3. Replace the original components with the optimized ones and run inference as usual:

@dataclass
class UNet2DConditionOutput:
    sample: torch.FloatTensor

class TracedUNet(torch.nn.Module):
    def __init__(self):
        super().__init__()
        self.config = pipe.unet.config
        self.in_channels = pipe.unet.in_channels
        self.device = pipe.unet.device
    def forward(self, latent_model_input, t, encoder_hidden_states, **kwargs):
        sample = unet(latent_model_input.half(), t.half(), encoder_hidden_states.half())["sample"]
        return UNet2DConditionOutput(sample=sample)

class TracedEncoder(torch.nn.Module):
    def __init__(self):
        super().__init__()
        self.config = pipe.text_encoder.config
        self.device = pipe.text_encoder.device
        self.dtype = torch.half
    def forward(self, input_ids, **kwargs):
        embeddings = encoder(input_ids.long())
        return [embeddings["last_hidden_state"]]

class TracedDecoder(torch.nn.Module):
    def forward(self, input):
        return decoder(input.half())

pipe.text_encoder = TracedEncoder()
pipe.unet = TracedUNet()
pipe.vae.decoder = TracedDecoder()

Performance Comparison

GPU A100:

GPU A10:

Inference Result Verification

After PAI‑Blade optimization, the generated images match the original PyTorch eager outputs.

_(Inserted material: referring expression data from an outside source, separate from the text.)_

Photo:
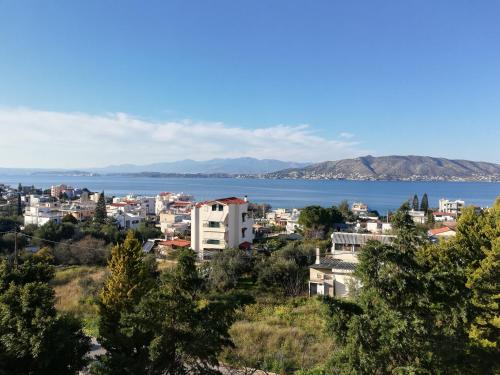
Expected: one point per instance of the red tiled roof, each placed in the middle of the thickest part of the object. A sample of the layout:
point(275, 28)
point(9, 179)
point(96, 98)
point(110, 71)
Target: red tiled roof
point(433, 232)
point(231, 200)
point(181, 203)
point(443, 214)
point(176, 243)
point(119, 204)
point(245, 245)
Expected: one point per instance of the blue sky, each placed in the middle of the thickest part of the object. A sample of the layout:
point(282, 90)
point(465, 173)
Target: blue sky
point(307, 80)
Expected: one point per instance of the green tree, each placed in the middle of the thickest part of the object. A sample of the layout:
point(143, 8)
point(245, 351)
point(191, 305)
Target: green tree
point(68, 218)
point(345, 211)
point(287, 269)
point(226, 267)
point(424, 204)
point(316, 221)
point(100, 214)
point(484, 283)
point(34, 339)
point(414, 204)
point(129, 280)
point(185, 328)
point(52, 232)
point(384, 332)
point(19, 205)
point(146, 231)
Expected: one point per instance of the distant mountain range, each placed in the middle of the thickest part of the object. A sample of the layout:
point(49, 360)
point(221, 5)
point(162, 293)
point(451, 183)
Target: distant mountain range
point(237, 166)
point(188, 166)
point(403, 168)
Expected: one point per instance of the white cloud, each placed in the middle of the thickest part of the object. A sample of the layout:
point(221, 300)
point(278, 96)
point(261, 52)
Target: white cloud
point(346, 135)
point(33, 138)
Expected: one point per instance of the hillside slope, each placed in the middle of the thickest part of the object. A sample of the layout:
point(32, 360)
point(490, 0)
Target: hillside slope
point(396, 168)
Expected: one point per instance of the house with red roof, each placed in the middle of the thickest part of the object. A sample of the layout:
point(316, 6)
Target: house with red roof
point(221, 224)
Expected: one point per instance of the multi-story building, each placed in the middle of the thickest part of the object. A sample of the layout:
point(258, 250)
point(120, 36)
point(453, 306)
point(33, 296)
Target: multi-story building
point(41, 210)
point(81, 211)
point(127, 215)
point(332, 276)
point(451, 207)
point(220, 224)
point(359, 209)
point(419, 217)
point(57, 190)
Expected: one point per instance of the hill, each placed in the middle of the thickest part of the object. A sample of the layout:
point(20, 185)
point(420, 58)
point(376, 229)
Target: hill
point(404, 168)
point(188, 166)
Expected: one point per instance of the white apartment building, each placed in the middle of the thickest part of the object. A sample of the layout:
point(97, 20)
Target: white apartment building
point(418, 217)
point(359, 208)
point(128, 215)
point(165, 200)
point(451, 207)
point(220, 224)
point(41, 210)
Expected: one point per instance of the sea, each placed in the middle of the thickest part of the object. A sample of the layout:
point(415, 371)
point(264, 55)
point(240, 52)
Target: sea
point(379, 195)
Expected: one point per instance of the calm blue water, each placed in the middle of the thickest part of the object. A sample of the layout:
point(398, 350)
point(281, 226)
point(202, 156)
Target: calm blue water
point(379, 195)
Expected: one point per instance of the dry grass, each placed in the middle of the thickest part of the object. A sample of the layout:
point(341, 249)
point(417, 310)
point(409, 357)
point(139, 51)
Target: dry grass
point(75, 288)
point(280, 336)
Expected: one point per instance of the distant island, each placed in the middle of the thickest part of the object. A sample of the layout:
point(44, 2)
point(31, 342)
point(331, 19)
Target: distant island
point(365, 168)
point(394, 168)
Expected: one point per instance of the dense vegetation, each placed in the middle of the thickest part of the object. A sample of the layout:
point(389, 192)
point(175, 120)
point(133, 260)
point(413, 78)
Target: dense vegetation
point(423, 308)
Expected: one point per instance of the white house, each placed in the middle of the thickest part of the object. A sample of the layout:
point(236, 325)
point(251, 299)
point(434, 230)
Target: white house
point(41, 210)
point(453, 207)
point(220, 224)
point(359, 208)
point(443, 232)
point(444, 216)
point(332, 276)
point(127, 214)
point(419, 217)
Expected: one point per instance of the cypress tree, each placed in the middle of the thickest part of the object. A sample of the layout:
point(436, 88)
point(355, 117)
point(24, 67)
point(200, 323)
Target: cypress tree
point(19, 206)
point(129, 280)
point(414, 205)
point(100, 210)
point(424, 204)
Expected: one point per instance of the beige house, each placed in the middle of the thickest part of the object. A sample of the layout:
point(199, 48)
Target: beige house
point(220, 224)
point(443, 232)
point(352, 242)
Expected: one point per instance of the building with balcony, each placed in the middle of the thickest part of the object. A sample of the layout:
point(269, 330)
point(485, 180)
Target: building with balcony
point(332, 276)
point(41, 210)
point(220, 224)
point(451, 207)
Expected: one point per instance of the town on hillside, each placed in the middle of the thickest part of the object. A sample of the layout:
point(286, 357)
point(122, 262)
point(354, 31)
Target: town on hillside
point(175, 220)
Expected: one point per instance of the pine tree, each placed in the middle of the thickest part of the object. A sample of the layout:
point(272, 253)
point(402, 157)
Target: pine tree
point(424, 204)
point(414, 205)
point(100, 210)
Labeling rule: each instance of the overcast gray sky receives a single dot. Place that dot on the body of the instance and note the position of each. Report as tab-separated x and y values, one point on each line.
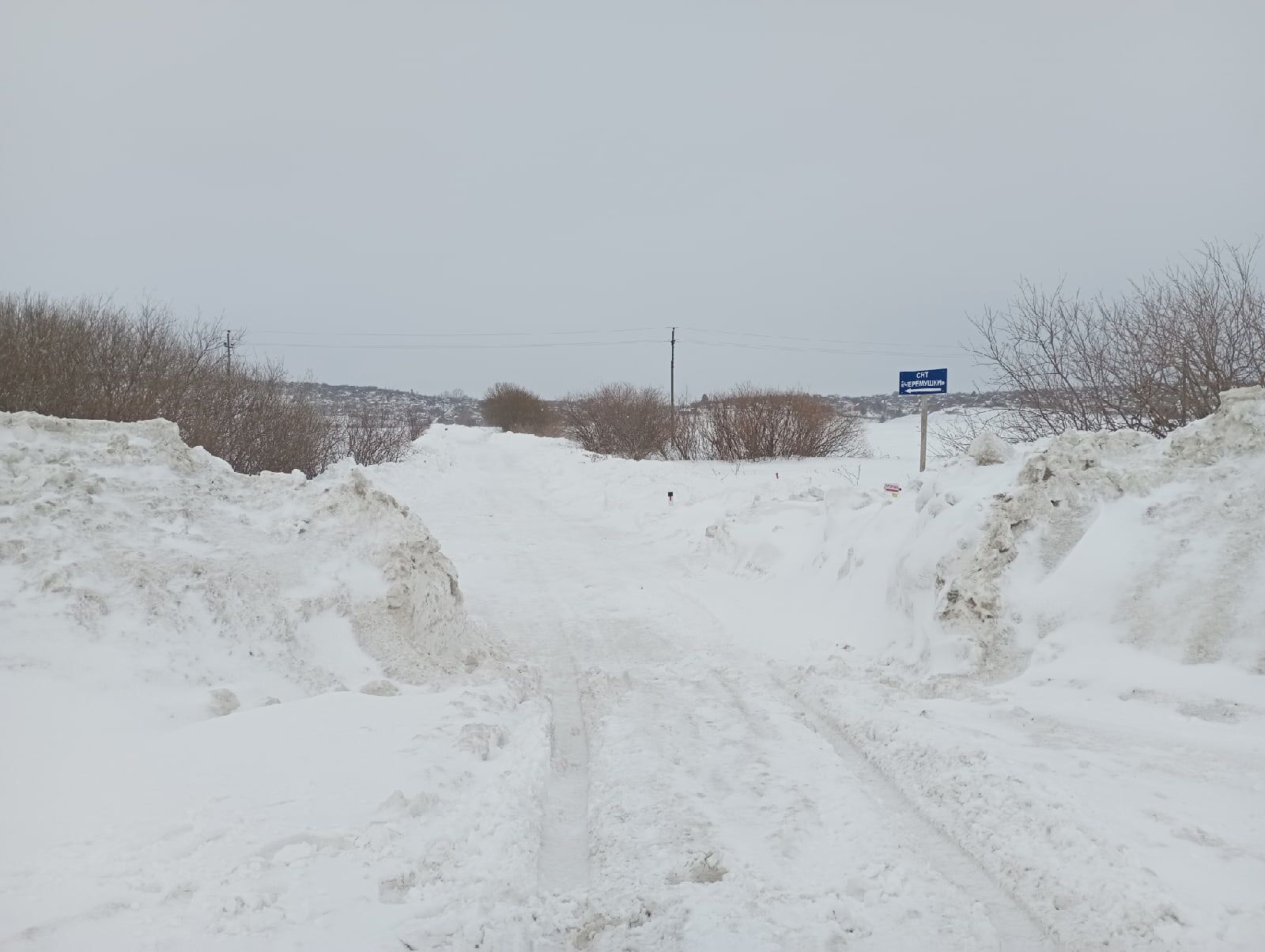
851	171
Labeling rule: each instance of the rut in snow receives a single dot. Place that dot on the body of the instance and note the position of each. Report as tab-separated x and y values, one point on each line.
563	863
1016	928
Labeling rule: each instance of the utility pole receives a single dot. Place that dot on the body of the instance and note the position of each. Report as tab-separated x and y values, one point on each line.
228	381
923	448
672	387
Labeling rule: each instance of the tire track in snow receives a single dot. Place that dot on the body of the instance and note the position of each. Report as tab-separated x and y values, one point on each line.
1018	929
563	859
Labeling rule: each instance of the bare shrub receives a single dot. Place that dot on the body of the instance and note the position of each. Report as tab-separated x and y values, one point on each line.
619	419
748	423
515	409
375	433
94	360
952	432
1153	358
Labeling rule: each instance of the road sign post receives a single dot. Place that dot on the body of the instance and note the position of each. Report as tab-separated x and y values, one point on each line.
921	383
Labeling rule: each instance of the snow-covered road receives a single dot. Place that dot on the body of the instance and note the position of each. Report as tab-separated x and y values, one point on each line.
695	802
1018	708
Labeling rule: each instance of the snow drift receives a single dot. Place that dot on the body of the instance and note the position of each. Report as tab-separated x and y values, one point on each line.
120	542
1154	543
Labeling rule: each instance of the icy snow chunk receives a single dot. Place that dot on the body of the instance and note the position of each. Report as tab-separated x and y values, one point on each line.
381	689
988	450
223	701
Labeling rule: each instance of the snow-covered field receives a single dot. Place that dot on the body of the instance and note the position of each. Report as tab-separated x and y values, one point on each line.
1016	707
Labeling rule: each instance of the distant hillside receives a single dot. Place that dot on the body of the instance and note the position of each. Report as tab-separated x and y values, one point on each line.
453	406
887	406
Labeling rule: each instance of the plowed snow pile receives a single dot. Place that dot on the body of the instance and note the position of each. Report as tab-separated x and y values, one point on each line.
1059	653
210	722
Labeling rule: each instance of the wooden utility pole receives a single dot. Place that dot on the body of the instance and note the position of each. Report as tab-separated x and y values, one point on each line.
228	379
923	448
672	387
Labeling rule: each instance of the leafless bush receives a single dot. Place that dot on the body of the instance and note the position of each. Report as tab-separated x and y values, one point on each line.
95	360
619	419
950	433
515	409
375	433
1154	358
748	423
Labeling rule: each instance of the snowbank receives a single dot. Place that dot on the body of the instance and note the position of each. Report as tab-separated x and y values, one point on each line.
238	708
119	539
1091	536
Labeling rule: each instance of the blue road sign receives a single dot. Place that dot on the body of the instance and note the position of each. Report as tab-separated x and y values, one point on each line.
923	381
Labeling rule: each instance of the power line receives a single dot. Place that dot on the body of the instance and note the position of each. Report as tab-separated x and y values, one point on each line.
822	339
813	349
459	346
461	333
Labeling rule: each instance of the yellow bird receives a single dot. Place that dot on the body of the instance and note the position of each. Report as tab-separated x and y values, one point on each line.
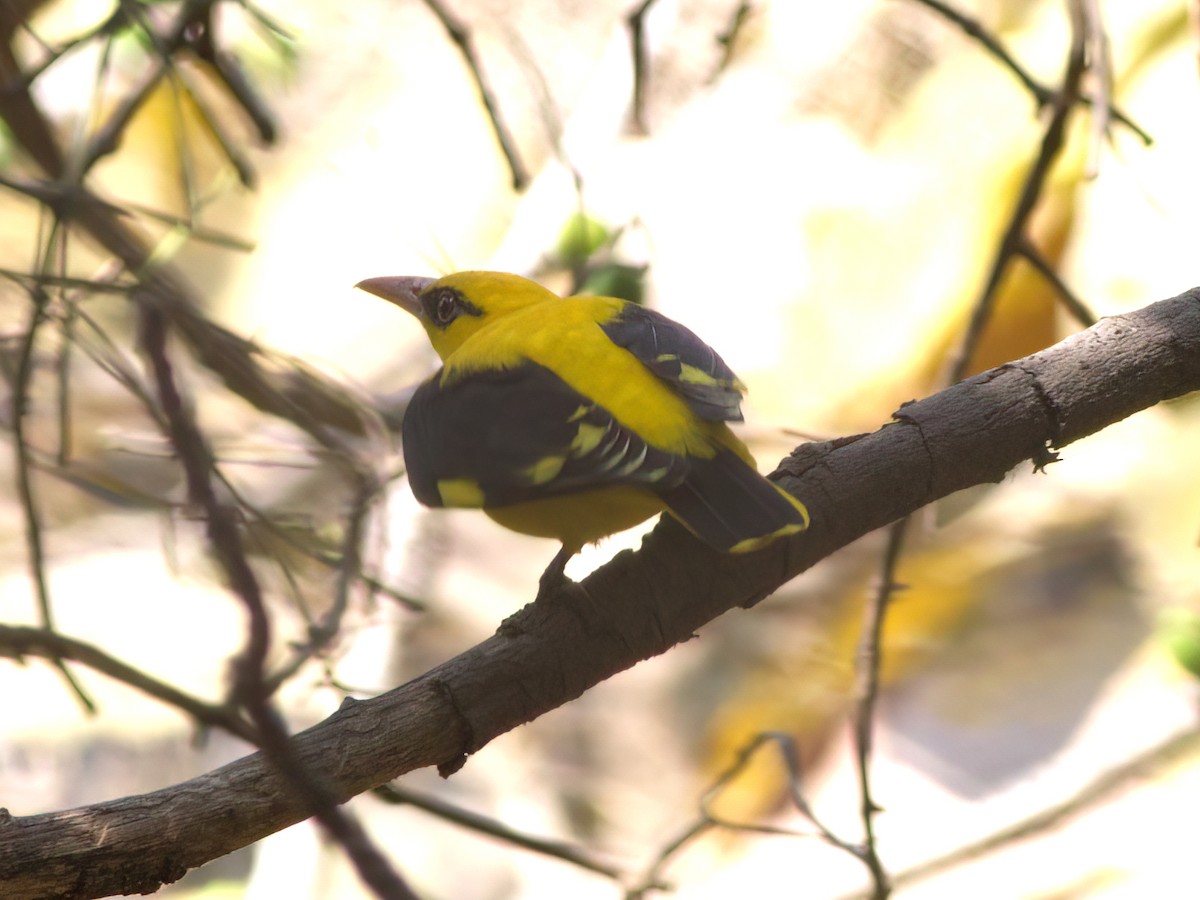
577	418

The left image shows the PyTorch result, and the right image shows the PAI‑Blade optimized result.

Supported Pipelines

StableDiffusionPipeline

StableDiffusionImg2ImgPipeline

StableDiffusionInpaintPipeline

AltDiffusionPipeline

LoRA Optimization

LoRA adds low‑rank matrices to a pretrained model, fine‑tuning only the new weights and greatly reducing fine‑tuning cost. PAI‑Blade already supports LoRA in the HuggingFace diffusers library; the same Blade‑optimized pipeline can run with any LoRA weights without re‑optimizing.

Outlook

Stable Diffusion technology continues to evolve. The PAI‑Blade team plans to integrate optimizations into stable‑diffusion‑webui and to accelerate fine‑tuning training speed.